Bloomberg setzt lieber auf eine Politik des Nachbesserns, die unter Flutforschern 'resilience' genannt wird. Man legt die Luftschächte der U-Bahn höher und baut Deckel in den Tunnel ein; unterirdische Transformatoren werden über Grund installiert; Klärwerke so modifiziert, dass bei Flut das Trinkwasser außer Gefahr ist.

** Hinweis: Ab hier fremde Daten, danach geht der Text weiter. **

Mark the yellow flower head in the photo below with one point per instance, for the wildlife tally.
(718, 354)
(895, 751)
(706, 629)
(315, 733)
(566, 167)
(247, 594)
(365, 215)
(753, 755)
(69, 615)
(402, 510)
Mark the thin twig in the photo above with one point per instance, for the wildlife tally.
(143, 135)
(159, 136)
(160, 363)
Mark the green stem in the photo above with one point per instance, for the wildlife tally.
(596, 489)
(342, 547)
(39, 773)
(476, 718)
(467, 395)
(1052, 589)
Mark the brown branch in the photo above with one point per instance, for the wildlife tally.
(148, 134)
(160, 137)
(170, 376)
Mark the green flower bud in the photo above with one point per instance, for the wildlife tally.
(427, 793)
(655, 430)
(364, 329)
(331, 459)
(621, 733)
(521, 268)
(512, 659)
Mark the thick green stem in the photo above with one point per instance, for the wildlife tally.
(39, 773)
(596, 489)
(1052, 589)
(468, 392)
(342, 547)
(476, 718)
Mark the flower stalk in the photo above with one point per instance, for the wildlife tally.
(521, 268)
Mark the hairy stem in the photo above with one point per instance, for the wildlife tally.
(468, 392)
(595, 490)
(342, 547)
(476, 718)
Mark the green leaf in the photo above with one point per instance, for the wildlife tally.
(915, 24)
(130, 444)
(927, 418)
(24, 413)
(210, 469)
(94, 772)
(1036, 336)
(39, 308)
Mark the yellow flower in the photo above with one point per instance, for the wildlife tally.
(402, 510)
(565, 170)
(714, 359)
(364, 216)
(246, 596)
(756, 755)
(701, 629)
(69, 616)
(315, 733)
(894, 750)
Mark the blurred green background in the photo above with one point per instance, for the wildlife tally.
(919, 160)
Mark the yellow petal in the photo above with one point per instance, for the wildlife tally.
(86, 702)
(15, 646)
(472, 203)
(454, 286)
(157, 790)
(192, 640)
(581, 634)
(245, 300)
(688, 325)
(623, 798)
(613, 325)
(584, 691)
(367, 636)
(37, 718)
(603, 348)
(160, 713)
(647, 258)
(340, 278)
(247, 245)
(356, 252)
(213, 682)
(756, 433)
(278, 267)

Ergänzt werden soll das durch eine Art Renaturalisierung der Gewässer. Einige der Pläne dafür wurden 2008 in der Ausstellung 'Rising Currents' im MoMA vorgestellt. Das Büro ARO schlug künstliches Marschland um die Südspitze von Manhattan vor, das Sturmfluten absorbieren soll. Andere dachten an Austernbänke, Riffs aus Altglas und ein System künstlicher Inseln mit ähnlichem Effekt. Damals tat man die Entwürfe als amüsante Planspiele ab, heute werden sie ernsthaft diskutiert.

Vor allem die Gegner des Outer Harbor Gateway berufen sich auf sie. Für sie entstammt Bowmans Großmaschinerie demselben Denken, das uns ökologisch fatale Staudämme und Atomkraftwerke gebracht hat. Gefürchtet wird, dass die zum Schutz Manhattans errichteten Flutmauern das Wasser nur in vermeintlich weniger schützenswerte Gegenden umleiten und dass künstliche Barrieren die natürlichen ruinieren könnten: Dünen und Marschland.

Die Skepsis gründet auch auf den Erfahrungen, die man in der einzigen amerikanischen Stadt gemacht hat, in der noch mehr Menschen so knapp über oder unter dem Wasserspiegel leben: New Orleans. Es waren weniger marode Deiche, die sie 2005 volllaufen ließ, sondern die Zerstörung des vorgelagerten Marschlands durch die Umleitung des Mississippi und die Kanäle, durch die das Wasser wie durch Trichter in die Stadt gepresst wurde. Bowman versteht die Einwände, doch den grünen Bart um Manhattans Kinn, hält er für 'Fantasy'. Mit den tausenden von Quadratkilometern Marschland, die früher New Orleans schützten sei er nicht zu vergleichen.

Noch ein anderer Aspekt kommt nun zur Sprache: Die direkte und indirekte Förderung von auf Dauer nicht zu haltenden Ufergegenden an der Ostküste. Es sei unverantwortlich, so Orrin Pilkey von der Duke University, dass Versicherungen die Häuser am Strand nach wie vor abdecken müssten; und dass erodierte Küstenstreifen nach jedem Sturm mit Steuergeldern neu aufgeschüttet wurden, nur um die Villen dahinter zu schützen. Als sei das Meer ein Feind, dem kein Zentimeter abgetreten werden dürfe, helfe der Staat auch nach Sandy wieder mit, Häuser aufzubauen, deren nächste Zerstörung nur eine Frage der Zeit ist. Denselben Effekt hätte für Pilkey auch Bowmans Flutmauer. Sie würde New York in falscher Sicherheit wiegen und den langfristig unvermeidlichen Rückzug vom Wasser nur aufschieben.